Master of Science (MS)



First Advisor

Fehring, Richard J.

Second Advisor

Fitzgerald Miller, Judith

Third Advisor

Shaw, Christine


Nurses, more than any other member of the health team, have contact with people experiencing pain. The diagnosis pain has been found to be one of the most frequently used nursing diagnoses. The purpose of this study was to contribute to the validation of the defining characteristics and etiologies for the nursing diagnosis acute pain. A survey was mailed to 240 nurses who had expressed an interest or expertise in pain/ pain research. Seventy-eight (43%) usable surveys by master-prepared nurses were returned. A six-point Likert scale was used in which the defining characteristics and etiologies of the diagosis pain were listed. The sources of these items were from the NANDA listing and a review of the literature. The nurses were asked to consider patients for whom in the past three months they had made the diagnosis acute pain.

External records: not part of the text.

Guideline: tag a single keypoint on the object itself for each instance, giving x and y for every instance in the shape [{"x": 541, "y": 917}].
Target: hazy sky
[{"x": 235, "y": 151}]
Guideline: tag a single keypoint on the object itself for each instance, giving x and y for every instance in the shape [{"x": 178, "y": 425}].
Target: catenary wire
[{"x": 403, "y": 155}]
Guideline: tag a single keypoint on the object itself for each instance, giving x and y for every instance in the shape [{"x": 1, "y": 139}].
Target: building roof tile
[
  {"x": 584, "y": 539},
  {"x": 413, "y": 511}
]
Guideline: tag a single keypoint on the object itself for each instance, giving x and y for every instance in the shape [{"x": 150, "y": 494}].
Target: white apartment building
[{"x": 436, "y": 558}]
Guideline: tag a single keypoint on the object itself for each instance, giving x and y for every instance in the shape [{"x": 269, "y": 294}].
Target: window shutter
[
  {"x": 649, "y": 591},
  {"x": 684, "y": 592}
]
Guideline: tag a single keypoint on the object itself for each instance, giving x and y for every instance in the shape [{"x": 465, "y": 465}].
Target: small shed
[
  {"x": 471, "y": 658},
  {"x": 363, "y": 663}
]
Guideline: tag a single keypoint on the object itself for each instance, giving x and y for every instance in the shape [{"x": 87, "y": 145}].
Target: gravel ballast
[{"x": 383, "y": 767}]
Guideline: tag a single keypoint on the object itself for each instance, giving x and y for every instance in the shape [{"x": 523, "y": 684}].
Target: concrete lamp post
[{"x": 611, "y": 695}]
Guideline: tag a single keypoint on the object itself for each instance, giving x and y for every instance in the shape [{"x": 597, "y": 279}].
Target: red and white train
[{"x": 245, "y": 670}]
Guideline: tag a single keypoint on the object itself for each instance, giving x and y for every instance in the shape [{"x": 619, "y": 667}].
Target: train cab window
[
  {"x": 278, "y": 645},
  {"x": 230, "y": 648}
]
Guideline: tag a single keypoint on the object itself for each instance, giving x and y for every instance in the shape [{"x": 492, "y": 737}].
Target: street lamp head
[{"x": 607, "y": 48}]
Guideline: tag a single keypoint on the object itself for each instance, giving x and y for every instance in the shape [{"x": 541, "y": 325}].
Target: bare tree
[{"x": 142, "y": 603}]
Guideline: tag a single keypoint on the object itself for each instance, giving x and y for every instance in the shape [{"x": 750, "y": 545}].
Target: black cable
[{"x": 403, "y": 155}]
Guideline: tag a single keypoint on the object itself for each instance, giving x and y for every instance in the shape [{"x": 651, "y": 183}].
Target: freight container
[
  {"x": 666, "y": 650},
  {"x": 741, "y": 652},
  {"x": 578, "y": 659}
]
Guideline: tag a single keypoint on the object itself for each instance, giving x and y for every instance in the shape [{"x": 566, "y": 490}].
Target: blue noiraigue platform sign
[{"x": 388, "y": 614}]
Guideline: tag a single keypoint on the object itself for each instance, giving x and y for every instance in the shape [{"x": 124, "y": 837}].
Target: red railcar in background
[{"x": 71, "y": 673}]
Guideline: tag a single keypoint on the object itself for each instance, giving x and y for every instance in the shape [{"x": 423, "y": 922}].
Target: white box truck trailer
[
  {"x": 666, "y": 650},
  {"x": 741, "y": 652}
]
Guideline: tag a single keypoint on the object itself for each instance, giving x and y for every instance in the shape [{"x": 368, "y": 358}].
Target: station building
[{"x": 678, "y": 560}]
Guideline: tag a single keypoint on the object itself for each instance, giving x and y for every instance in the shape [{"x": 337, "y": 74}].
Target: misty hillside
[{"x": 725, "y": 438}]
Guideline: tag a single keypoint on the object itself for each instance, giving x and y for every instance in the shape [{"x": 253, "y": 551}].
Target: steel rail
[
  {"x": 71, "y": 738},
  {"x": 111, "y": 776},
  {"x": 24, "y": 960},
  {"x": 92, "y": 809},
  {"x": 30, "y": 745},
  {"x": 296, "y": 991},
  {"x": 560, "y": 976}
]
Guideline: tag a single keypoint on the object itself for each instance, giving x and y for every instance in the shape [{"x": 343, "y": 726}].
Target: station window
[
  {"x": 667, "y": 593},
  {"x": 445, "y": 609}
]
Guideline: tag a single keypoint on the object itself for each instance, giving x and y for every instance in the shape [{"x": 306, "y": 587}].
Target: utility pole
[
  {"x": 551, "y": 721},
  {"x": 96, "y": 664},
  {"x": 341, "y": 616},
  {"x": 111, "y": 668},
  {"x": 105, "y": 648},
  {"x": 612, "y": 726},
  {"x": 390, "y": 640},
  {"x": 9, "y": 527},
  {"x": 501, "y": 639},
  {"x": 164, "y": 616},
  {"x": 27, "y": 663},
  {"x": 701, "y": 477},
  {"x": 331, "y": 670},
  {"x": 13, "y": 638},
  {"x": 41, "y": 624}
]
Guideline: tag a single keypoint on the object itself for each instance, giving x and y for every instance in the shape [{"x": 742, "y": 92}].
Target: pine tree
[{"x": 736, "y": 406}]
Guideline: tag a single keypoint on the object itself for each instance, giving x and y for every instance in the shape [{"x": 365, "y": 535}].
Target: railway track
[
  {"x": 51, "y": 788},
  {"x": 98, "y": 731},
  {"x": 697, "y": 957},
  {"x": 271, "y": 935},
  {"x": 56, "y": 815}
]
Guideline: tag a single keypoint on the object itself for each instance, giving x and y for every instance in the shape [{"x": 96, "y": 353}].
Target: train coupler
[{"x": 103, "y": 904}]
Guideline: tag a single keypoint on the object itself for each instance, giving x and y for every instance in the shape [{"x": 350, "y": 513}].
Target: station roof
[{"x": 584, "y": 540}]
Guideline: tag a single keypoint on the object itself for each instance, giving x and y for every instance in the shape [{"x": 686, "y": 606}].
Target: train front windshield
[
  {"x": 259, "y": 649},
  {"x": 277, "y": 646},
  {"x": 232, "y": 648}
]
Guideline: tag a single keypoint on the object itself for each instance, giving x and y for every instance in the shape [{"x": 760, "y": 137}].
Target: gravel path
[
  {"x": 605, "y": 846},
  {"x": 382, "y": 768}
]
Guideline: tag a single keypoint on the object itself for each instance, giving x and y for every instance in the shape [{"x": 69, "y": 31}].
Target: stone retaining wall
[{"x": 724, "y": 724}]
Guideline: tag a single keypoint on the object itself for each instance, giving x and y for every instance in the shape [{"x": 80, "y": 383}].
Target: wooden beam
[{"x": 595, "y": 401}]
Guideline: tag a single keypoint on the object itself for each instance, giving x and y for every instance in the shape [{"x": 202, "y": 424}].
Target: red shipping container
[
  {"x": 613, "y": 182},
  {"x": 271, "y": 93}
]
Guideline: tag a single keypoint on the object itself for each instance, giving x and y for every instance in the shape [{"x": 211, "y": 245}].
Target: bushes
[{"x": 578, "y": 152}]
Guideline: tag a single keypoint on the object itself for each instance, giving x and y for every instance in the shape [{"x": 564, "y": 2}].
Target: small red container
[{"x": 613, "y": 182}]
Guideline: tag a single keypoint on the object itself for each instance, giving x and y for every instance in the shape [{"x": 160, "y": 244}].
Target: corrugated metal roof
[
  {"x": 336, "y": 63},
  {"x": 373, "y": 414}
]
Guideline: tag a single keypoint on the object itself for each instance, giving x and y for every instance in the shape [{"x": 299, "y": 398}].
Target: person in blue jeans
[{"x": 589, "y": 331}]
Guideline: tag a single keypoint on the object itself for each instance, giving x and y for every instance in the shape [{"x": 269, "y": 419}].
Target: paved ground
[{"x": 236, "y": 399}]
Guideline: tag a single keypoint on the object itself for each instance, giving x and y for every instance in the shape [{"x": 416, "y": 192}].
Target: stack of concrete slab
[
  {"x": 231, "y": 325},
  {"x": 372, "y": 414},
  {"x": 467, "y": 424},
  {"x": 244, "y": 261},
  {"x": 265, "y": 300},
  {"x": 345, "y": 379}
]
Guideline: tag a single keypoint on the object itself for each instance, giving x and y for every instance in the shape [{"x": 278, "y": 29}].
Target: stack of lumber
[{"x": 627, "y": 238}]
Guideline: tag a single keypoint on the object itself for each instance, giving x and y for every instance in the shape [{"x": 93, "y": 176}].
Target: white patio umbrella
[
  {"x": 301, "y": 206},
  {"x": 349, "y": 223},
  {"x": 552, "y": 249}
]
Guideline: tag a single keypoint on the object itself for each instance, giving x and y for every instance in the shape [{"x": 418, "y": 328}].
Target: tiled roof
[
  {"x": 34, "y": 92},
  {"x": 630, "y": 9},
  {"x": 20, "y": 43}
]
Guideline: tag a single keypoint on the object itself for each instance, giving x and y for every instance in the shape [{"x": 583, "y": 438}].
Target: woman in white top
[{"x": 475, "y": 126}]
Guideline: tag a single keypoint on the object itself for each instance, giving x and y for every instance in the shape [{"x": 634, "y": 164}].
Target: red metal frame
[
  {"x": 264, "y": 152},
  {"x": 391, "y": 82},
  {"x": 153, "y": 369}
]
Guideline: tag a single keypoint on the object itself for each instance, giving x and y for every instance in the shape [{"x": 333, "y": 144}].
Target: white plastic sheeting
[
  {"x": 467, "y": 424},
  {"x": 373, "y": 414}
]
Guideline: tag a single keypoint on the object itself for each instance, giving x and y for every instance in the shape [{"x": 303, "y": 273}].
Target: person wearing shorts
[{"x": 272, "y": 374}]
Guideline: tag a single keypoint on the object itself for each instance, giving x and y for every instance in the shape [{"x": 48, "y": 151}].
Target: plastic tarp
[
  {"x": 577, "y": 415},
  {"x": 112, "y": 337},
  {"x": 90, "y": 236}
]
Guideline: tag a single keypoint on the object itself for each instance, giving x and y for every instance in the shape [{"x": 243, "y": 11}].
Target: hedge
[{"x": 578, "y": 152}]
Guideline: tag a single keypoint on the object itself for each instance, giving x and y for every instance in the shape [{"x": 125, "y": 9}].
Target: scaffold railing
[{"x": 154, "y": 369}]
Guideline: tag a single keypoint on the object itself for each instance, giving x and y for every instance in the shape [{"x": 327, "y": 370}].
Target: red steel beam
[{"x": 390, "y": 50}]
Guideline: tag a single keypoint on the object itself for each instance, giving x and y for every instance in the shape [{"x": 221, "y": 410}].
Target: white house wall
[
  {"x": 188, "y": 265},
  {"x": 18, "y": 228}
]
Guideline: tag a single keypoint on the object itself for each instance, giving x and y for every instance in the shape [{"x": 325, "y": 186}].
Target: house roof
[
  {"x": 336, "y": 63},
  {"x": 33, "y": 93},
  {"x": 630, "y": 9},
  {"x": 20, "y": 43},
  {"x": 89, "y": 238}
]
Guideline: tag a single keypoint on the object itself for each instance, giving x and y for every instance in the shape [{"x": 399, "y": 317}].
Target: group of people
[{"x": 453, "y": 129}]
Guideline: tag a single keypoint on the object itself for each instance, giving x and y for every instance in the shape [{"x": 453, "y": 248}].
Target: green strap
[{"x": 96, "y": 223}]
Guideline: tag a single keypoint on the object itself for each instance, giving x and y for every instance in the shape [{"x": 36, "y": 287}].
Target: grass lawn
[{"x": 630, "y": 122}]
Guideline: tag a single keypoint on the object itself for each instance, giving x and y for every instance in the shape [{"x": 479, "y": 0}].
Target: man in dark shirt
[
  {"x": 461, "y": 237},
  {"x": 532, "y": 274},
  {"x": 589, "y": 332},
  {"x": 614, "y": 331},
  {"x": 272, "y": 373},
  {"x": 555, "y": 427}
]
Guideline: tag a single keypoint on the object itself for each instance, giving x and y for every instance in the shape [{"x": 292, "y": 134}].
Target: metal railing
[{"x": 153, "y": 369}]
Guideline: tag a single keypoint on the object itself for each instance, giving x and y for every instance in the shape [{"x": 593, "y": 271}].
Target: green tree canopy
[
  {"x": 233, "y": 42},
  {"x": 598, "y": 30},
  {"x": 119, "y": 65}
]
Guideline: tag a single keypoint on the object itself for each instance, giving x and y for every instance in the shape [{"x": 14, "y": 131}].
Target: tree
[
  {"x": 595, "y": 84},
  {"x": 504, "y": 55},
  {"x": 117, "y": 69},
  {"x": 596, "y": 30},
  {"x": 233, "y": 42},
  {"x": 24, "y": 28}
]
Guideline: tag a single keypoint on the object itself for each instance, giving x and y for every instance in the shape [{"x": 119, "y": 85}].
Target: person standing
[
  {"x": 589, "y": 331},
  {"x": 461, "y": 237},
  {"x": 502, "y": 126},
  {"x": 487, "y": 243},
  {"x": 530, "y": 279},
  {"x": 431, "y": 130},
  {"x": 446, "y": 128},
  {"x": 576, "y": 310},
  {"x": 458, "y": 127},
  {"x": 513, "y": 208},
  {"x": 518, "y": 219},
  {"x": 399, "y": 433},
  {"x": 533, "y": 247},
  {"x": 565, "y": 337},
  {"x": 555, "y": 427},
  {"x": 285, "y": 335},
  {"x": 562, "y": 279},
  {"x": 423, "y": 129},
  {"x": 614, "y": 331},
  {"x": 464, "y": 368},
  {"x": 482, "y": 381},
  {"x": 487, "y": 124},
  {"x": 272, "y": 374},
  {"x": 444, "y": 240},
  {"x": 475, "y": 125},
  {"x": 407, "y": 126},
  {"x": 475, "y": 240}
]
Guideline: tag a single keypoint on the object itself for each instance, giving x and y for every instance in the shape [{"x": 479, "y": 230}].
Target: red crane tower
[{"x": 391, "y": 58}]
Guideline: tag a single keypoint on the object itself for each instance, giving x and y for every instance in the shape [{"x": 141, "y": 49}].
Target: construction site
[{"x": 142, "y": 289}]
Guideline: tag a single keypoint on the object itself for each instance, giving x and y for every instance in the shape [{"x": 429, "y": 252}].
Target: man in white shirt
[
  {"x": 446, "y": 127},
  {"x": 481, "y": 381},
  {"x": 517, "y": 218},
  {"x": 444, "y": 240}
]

They were asked to indicate how frequently this population exhibited the specified characteristics and etiologies of the diagnosis pain ranging from 0 (never ) to 5 ( nearly always present). Analysis of data followed the steps outlined by Fehring (1987) for diagnostic content validity (DCV). Thirteen characteristics were found to be tentative major indicators, 54 to be tentative minor indicators, and 13 characteristics to be dropped from the scale. No etiologies received a weighted ratio of .80 or greater. Fifty-seven etiologies received a weighted ratio of .51 to .79. Factor analysis and cluster analysis of the thirteen tentative major characteristics revealed three distinct factors or groupings of the characteristics. These groups are described as verbalization's of pain, consumed with self and behavior pattern changes. A conclusion of this study was that combined with other reviewed studies on pain characteristics there are now six indicators with reasonable research support to be labeled as tentative major or minor characteristics: communication of pain descriptors, guarding behavior, facial mask of pain, alteration in muscle tone, self-focusing and narrowed focus. This study highlighted the semantic disarray regarding the number of characteristics in the literature. Further work on identification and clarification of relevant etiologies or related factors needs to be done.